Mas, enquanto o governo argentino apresenta o acordo como uma conquista para fortalecer o canal de navegação, algumas vozes alertam sobre as implicações de o Exército dos EUA começar a ter participação no canal.
"O acordo fala de informação e gestão, portanto o Exército dos EUA passará a ter informações em primeira mão, com seu pessoal no território, sobre movimentações, infraestrutura e outros aspectos da gestão de decisões das autoridades argentinas em relação à gestão do recurso", disse à Sputnik o analista internacional argentino Cristian Riom.
O especialista destacou a importância que a hidrovia tem para o comércio argentino e regional, pois liga a Bolívia, o Paraguai e a região brasileira de Mato Grosso ao rio da Prata e ao oceano Atlântico, além de ser fundamental para a produção de cereais argentina. "Aproximadamente 70% da produção do Paraguai e 80% da produção argentina de commodities e bens manufaturados de origem agrícola saem pela hidrovia", observou.
O analista destacou ainda a sua importância para o comércio ilegal, uma vez que costuma ser uma rota de saída para a Europa da cocaína produzida na América do Sul e de recursos extraídos pela mineração ilegal. "É estratégico que a Argentina e os países da região tenham um controle efetivo desta estrada", afirmou Riom.
Principais recursos da América do Sul
O analista lembrou que o interesse dos EUA na hidrovia não é novo, já que em 2022 o governo norte-americano havia assinado um acordo muito semelhante ao atual mas com o governo do Paraguai, prevendo também a participação do Corpo de Engenheiros do Exército.
Em 2021, o mesmo Corpo de Engenheiros acordou com o Equador colaborar na assistência técnica e "proteção" da hidrelétrica Coca Codo Sinclair.
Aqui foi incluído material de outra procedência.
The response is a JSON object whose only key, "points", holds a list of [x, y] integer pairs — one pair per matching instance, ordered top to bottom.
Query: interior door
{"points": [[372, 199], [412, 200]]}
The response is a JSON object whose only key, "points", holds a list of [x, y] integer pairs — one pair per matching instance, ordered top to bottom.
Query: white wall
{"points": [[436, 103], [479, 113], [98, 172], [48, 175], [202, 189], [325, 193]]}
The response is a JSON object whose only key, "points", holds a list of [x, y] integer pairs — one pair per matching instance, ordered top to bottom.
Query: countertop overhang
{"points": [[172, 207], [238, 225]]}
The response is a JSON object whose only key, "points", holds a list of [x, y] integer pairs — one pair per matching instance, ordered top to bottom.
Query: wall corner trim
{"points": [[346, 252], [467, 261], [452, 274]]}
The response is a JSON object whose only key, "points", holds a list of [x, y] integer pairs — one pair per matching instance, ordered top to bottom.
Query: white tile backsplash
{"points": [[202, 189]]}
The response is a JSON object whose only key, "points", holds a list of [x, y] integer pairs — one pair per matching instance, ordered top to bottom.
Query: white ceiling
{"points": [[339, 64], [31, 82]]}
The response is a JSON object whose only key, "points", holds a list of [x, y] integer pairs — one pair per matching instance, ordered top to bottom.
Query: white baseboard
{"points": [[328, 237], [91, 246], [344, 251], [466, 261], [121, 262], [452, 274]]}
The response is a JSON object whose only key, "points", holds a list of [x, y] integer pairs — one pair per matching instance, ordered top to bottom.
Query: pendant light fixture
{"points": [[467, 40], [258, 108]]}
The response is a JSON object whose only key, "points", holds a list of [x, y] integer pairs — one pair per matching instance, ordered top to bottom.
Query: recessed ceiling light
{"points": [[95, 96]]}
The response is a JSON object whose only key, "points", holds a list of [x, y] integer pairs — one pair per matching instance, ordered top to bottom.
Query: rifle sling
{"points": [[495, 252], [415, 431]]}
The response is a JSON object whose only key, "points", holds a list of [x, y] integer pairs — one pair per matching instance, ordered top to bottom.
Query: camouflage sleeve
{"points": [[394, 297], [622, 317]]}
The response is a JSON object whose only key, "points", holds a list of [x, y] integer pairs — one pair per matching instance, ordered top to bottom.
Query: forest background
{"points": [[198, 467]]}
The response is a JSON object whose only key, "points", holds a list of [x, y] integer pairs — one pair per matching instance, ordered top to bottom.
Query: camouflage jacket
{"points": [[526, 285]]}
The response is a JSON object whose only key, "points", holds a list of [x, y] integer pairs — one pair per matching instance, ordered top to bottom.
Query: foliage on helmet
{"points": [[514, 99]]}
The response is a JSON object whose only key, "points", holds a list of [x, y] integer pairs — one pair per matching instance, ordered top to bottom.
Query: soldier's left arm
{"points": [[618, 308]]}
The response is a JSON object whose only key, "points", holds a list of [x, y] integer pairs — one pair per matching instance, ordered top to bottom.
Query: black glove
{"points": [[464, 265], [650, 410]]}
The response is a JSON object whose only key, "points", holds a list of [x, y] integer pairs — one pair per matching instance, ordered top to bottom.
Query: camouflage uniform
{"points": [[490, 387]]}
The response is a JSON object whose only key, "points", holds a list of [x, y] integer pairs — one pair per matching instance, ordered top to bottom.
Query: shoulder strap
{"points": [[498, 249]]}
Nos três casos, o envolvimento militar norte-americano foi liderado pelo mesmo homem: Adriel McConnell, gestor de projeto do Corpo de Engenheiros.
Para Riom, este contexto mostra a importância para Washington de abordar estes recursos-chave na América do Sul, bem como a sua intenção de aprofundar a sua participação o mais rapidamente possível.
"No Paraguai, meses após a assinatura, houve pressão dos EUA para que o país autorizasse a presença de militares norte-americanos em tarefas de controle. Esta é provavelmente uma questão que aparecerá também na Argentina em pouco tempo", disse Riom.
O analista considerou que a crise de segurança que atravessa a cidade argentina de Rosário, principal porto do rio Paraná, gera "uma situação favorável" para que os EUA façam este pedido, no âmbito de ações de colaboração com a Argentina na luta contra o tráfico de drogas.
Riom alertou ainda que a participação dos EUA na gestão poderia até interferir na saída de mercadorias para destinos comerciais sancionados por Washington.
"Certamente vão querer ter o controle de onde vai a mercadoria e do que entra. Ou seja, o controle do comércio exterior legal e ilegal. Para a Argentina tudo é uma perda de soberania sobre um de seus recursos estratégicos", alertou.
Em contrapartida, Riom destacou que países "sem viés ideológico" a favor de Washington, como a Bolívia e o Brasil, poderiam exigir informações da Argentina sobre esse acordo, nos termos do Tratado da Bacia do Prata, assinado em 1969 por Argentina, Brasil, Paraguai e Uruguai.
Na verdade, lembrou o especialista, o governo argentino de Alberto Fernández (2019-2023) pediu explicações ao Paraguai pela assinatura do acordo que introduziu o Corpo de Engenheiros dos EUA na parte paraguaia da hidrovia, homólogo ao assinado agora pela gestão de Javier Milei.
Para Riom, é necessário que haja uma "política regional" em torno da hidrovia, pois embora o marco regulatório regional não impeça que os países da bacia do Prata assinem este tipo de acordo, trata-se de uma "questão suficientemente sensível" para a região.